Build Your Own: Python PDF to Text

Jerry Ng

Aug 1, 2023 • 6 min read

Recently, I found myself facing the need to convert my personal PDF files to text. While there were many existing PDF to text converters available for this task, I couldn't shake the feeling of unease about uploading my private documents to unknown servers. Who knows what could happen to them or how secure they truly are?

I decided to build my own PDF to text converter (demo). Right from the get-go, I knew this was possible by using only Python.

Getting Started

Before that, I must confess, I'm not particularly skilled in frontend development. So, I opted to use PyWebIO, sparing me the hassle of dealing with HTML and CSS.

Main Dependencies

To begin, I set up a new project directory named pypdf2txt and initialized it with Git and Poetry (my go-to virtual environment and package manager for Python).

💡

See how to install Poetry here. Alternatively, you can always use good ol’ Pip and venv

I included the necessary dependencies — pdfminer.six for working with PDFs and pywebio for building the web application.
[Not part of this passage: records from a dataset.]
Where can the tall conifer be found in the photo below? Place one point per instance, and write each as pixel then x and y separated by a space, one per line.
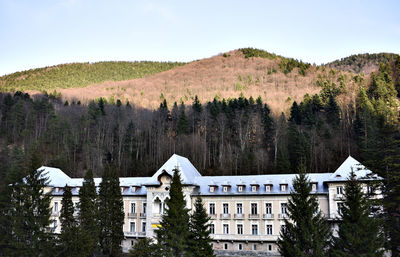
pixel 306 233
pixel 174 235
pixel 359 234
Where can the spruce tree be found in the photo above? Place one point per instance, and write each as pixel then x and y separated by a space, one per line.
pixel 111 215
pixel 88 213
pixel 306 232
pixel 359 234
pixel 200 241
pixel 173 236
pixel 70 241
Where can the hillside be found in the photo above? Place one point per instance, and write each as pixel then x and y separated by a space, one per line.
pixel 362 63
pixel 80 75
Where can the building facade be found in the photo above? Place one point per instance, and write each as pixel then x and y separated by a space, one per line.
pixel 246 212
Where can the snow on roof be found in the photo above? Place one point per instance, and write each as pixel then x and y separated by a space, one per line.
pixel 188 172
pixel 350 164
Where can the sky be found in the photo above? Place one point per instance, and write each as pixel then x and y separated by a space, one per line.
pixel 39 33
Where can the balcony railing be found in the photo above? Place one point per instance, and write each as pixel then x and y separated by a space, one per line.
pixel 239 216
pixel 225 216
pixel 254 216
pixel 132 215
pixel 135 233
pixel 282 216
pixel 268 216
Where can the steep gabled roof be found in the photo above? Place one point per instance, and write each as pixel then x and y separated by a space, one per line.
pixel 188 172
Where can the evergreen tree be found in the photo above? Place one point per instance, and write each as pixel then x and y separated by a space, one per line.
pixel 359 234
pixel 306 232
pixel 145 247
pixel 70 240
pixel 111 215
pixel 88 213
pixel 200 244
pixel 173 236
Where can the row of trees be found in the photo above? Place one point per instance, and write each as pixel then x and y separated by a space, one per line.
pixel 307 232
pixel 94 227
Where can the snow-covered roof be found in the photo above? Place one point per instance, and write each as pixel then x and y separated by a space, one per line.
pixel 188 172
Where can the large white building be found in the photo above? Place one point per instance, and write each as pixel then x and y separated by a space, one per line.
pixel 246 212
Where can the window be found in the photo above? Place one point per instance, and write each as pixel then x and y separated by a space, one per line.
pixel 254 229
pixel 240 229
pixel 268 208
pixel 284 208
pixel 269 229
pixel 133 207
pixel 212 208
pixel 339 190
pixel 212 229
pixel 239 208
pixel 340 208
pixel 314 187
pixel 225 208
pixel 132 227
pixel 254 209
pixel 226 229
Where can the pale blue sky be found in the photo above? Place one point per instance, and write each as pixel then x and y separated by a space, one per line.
pixel 37 33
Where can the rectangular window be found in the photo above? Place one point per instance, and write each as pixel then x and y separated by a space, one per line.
pixel 212 208
pixel 225 208
pixel 144 207
pixel 240 229
pixel 268 208
pixel 132 227
pixel 239 208
pixel 212 229
pixel 269 229
pixel 226 229
pixel 284 208
pixel 254 210
pixel 254 229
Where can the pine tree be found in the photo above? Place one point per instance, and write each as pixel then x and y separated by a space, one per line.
pixel 359 234
pixel 88 213
pixel 306 232
pixel 111 215
pixel 200 241
pixel 70 240
pixel 173 236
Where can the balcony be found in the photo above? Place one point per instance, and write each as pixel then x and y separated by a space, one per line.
pixel 282 216
pixel 254 216
pixel 132 215
pixel 239 216
pixel 135 234
pixel 268 216
pixel 225 216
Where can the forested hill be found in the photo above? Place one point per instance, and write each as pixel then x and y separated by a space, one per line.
pixel 75 75
pixel 363 63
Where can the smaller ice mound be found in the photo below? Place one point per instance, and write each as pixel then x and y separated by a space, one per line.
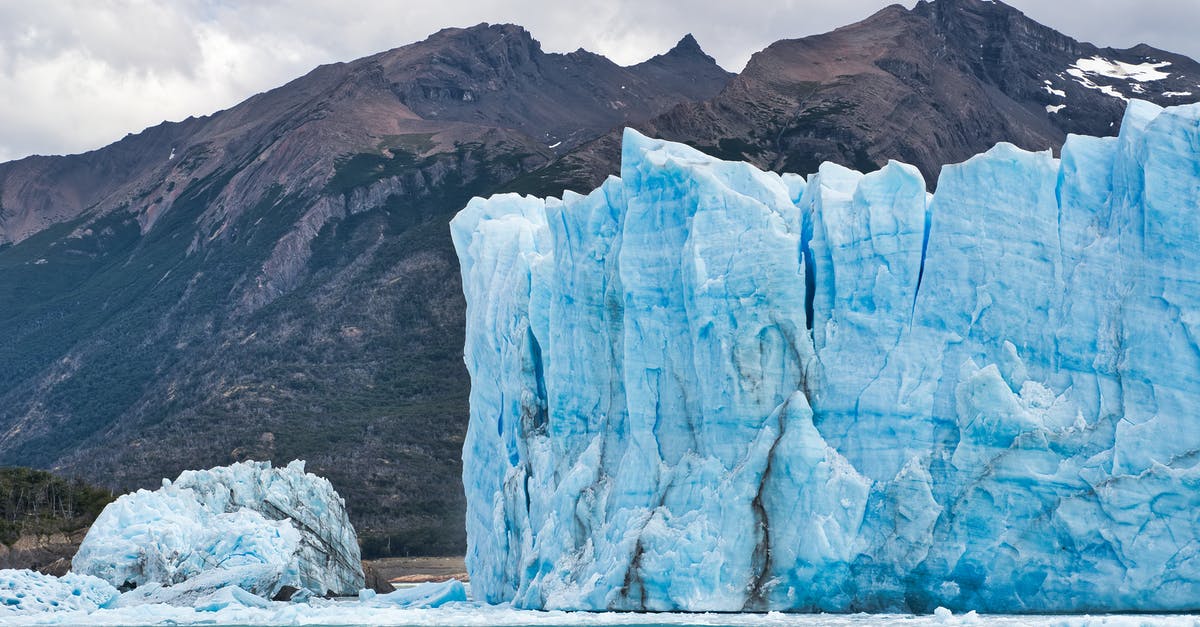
pixel 433 595
pixel 31 592
pixel 269 531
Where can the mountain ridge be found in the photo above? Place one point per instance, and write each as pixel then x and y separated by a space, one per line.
pixel 277 280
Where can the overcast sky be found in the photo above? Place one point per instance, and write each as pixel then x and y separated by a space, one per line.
pixel 77 75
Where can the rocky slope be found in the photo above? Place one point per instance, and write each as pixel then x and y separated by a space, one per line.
pixel 277 281
pixel 929 85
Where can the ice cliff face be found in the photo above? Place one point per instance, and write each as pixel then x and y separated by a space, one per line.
pixel 246 525
pixel 705 387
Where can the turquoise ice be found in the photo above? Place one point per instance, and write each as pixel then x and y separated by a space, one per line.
pixel 249 525
pixel 706 387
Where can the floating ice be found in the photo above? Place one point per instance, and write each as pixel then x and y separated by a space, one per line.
pixel 705 387
pixel 24 592
pixel 249 525
pixel 432 595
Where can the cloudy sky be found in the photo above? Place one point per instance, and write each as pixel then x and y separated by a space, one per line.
pixel 77 75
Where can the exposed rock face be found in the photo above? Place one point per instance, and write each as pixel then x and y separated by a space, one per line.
pixel 929 85
pixel 48 554
pixel 285 286
pixel 275 280
pixel 249 525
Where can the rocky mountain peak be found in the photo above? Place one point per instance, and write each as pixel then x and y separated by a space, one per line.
pixel 688 46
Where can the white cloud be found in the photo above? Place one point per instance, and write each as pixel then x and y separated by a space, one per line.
pixel 76 75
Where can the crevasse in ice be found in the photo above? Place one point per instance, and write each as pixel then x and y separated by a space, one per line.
pixel 705 387
pixel 245 525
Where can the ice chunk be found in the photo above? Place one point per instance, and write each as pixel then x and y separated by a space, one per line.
pixel 432 595
pixel 30 592
pixel 706 387
pixel 246 525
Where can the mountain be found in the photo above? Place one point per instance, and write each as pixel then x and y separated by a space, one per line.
pixel 708 388
pixel 929 85
pixel 276 280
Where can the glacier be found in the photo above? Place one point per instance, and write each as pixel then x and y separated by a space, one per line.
pixel 267 531
pixel 703 387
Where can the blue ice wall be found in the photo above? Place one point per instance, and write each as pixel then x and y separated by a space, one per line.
pixel 706 387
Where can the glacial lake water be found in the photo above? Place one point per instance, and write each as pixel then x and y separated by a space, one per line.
pixel 474 616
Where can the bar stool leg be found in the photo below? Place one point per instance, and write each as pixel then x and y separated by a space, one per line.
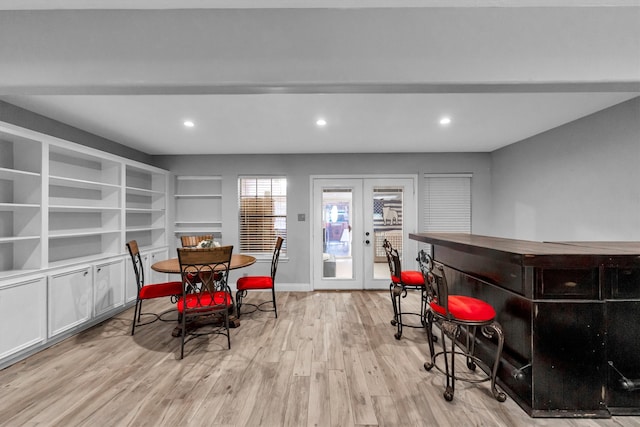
pixel 489 331
pixel 396 297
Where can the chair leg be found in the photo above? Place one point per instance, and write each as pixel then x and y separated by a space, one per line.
pixel 136 315
pixel 226 325
pixel 489 331
pixel 428 365
pixel 239 296
pixel 396 295
pixel 450 358
pixel 275 308
pixel 182 335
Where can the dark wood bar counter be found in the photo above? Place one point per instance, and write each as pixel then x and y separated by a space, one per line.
pixel 570 312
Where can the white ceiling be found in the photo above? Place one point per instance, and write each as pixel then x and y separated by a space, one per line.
pixel 255 75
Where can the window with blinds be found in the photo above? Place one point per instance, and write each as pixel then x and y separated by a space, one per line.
pixel 447 203
pixel 263 213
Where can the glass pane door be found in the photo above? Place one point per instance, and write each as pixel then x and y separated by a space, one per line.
pixel 351 219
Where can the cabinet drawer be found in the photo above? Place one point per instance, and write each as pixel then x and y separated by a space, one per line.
pixel 568 283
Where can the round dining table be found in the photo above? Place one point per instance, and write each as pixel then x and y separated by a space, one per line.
pixel 172 265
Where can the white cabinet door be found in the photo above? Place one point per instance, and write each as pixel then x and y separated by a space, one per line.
pixel 108 290
pixel 23 312
pixel 69 299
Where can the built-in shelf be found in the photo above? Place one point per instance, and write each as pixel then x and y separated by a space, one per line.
pixel 198 203
pixel 66 211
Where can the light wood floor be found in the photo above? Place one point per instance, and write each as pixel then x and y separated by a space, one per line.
pixel 330 359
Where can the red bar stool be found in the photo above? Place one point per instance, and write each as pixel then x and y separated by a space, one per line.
pixel 453 313
pixel 401 283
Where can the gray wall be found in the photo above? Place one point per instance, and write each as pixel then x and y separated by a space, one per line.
pixel 299 168
pixel 580 181
pixel 20 117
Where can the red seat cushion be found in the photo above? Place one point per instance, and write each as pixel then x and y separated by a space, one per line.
pixel 254 282
pixel 158 290
pixel 410 278
pixel 205 301
pixel 466 308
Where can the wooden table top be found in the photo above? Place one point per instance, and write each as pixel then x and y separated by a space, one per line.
pixel 172 265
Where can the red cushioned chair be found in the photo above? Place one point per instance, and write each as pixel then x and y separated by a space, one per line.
pixel 206 298
pixel 403 281
pixel 250 283
pixel 455 314
pixel 151 291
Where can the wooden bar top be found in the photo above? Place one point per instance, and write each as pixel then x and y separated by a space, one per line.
pixel 527 252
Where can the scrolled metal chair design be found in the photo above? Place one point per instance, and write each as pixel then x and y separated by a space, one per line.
pixel 149 291
pixel 401 282
pixel 453 313
pixel 249 283
pixel 205 292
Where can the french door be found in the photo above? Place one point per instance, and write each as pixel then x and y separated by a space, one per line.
pixel 351 218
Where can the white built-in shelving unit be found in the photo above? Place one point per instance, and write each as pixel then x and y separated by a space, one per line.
pixel 198 205
pixel 66 212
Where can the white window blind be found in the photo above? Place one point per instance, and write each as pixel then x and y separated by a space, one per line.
pixel 447 203
pixel 263 213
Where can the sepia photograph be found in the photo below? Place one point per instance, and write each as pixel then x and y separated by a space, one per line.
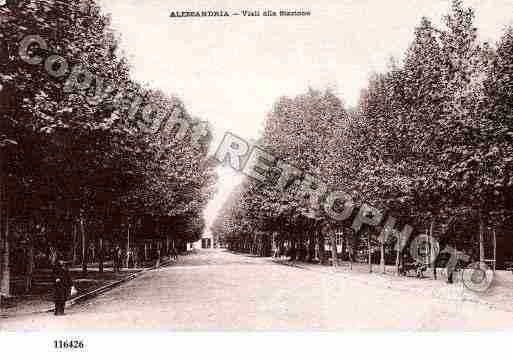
pixel 255 166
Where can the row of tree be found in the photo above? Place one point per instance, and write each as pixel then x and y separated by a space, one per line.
pixel 78 167
pixel 429 143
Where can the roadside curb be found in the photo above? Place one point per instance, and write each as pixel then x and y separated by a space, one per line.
pixel 94 293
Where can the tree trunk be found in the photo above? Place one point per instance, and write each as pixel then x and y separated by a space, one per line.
pixel 75 244
pixel 127 244
pixel 84 245
pixel 481 242
pixel 30 265
pixel 4 239
pixel 382 257
pixel 494 251
pixel 432 243
pixel 334 257
pixel 100 256
pixel 5 284
pixel 370 253
pixel 322 253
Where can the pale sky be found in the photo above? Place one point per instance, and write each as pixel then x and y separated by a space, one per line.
pixel 230 70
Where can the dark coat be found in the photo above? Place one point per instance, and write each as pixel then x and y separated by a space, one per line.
pixel 62 283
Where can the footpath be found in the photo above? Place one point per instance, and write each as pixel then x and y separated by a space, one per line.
pixel 89 285
pixel 498 296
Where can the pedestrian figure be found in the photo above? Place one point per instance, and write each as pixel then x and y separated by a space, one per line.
pixel 62 286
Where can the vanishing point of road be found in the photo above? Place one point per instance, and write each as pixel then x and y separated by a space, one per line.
pixel 218 290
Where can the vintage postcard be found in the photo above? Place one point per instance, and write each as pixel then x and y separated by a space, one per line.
pixel 256 166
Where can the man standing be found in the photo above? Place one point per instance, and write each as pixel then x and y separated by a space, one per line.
pixel 62 286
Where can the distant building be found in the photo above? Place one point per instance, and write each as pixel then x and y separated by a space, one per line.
pixel 208 242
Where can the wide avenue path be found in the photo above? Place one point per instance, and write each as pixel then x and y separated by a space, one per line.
pixel 218 290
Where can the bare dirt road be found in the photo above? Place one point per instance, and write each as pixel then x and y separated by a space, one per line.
pixel 217 290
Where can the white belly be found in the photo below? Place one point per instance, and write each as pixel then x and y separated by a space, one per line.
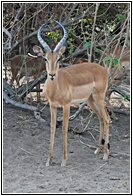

Lastly, I created a main.py file to hold the core functionality of the converter.

mkdir pypdf2txt
cd pypdf2txt
git init
poetry init
poetry add pdfminer.six pywebio
touch main.py

Optional: Dev Dependencies

I added autopep8 and ruff (instead of flake8) as development dependencies using Poetry. These will help with automatic code formatting and linting:

poetry add -D autopep8 ruff

Converting PDF to Text

NOTE: Throughout this entire walkthrough, we only have one main.py to work with.

Adding Site Description

Let’s start with something a little bit more simple, shall we? To render any output to the browser, we can simply use the pywebio.output module (reference).

# main.py

from functools import partial
from io import BytesIO, StringIO
from pathlib import Path

from pdfminer.high_level import extract_text_to_fp
from pywebio import config, session, start_server
from pywebio.input import file_upload
from pywebio.output import clear, put_buttons, put_code, put_markdown, toast, use_scope
from pywebio.session import download, run_js

def render_description():
    description = """
    # Pypdf2: Convert PDF to Text

    A simple Python web service that allows you to convert your PDF documents to text.
    Extract text from PDF files without compromising **privacy**, **security**, and **ownership**.

    ## Features

    -   Converts PDF documents to text
    -   Simple and easy-to-use web interface
    -   Fast and efficient text extraction
    """

    put_markdown(description)

In the render_description function, I define the app's description using a markdown-formatted string.

Then, I use put_markdown from the pywebio.output module to display the description in the web interface.

Setting Up the Web App

This is the main function that brings everything together:

# ... (rest of the code)

def main():
    session.run_js(
        'WebIO._state.CurrentSession.on_session_close(()=>{setTimeout(()=>location.reload(), 4000})',
    )

    render_description()
    # process_pdf() #  TODO: create & uncomment later 

if __name__ == "__main__":
    start_server(main, port=8080)

It starts the PyWebIO server, runs the JavaScript code for auto-reloading the page on session close, renders the initial description of the app, and invokes the process_pdf function to handle the PDF to text conversion.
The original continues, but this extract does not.